Transfer potatoes to a cutting board, and cut in half. Using a spoon, gently scoop out the inside flesh of the potatoes and transfer to a medium bowl. Add the sour cream, melted butter, salt, pepper, ½ of the shredded cheese, and ½ of the scallions, and combine with a hand mixer until smooth. You can cook My twice baked loaded potatoes using 8 ingredients and 5 steps. Here is how you achieve it.
Ingredients of My twice baked loaded potatoes
- You need of large potatoes washed.
- You need of cooked bacon chopped.
- It's of cheese halved ur fav one.
- It's of onion chopped.
- You need of pepperoni.
- It's of milk.
- Prepare of butter.
- Prepare of Salt and pepper.
Scrub potatoes; pierce several times with a fork. This baked potato casserole starts with…you guessed it…baked potatoes. Wash your potatoes, rub them with a little oil and salt, pop them on a baking sheet, and bake for around an hour. Once your potatoes are cooked and cool enough to handle, chop them into bite-sized pieces and add them to a huge mixing bowl.
My twice baked loaded potatoes instructions
- Wash potatoes the prick with for all over and bake for 1 hr or 1 hr 15mins until tender.
- Remove slice in half and scoop out.
- Place in a bowl add milk and butter and mash until smooth.

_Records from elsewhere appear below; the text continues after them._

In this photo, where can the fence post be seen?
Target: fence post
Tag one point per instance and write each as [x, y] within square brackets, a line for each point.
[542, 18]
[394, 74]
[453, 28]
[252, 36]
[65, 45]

- Add bacon pepperoni onion and cheese put back in potato skins.
- Bake for 20/ 30 mins until Brown and enjoy.
Twice Baked Potatoes are basically a way to eat mashed potatoes in a cute little potato boat. The first bake is roasting the potatoes so they are nice and tender and the outside is crispy. A fast and easy take on the classic stuffed twice-baked potato. Pairs well with a juicy, fruit-forward red wine blend. Slice potatoes in half lengthwise and scoop the flesh into a large bowl; save skins.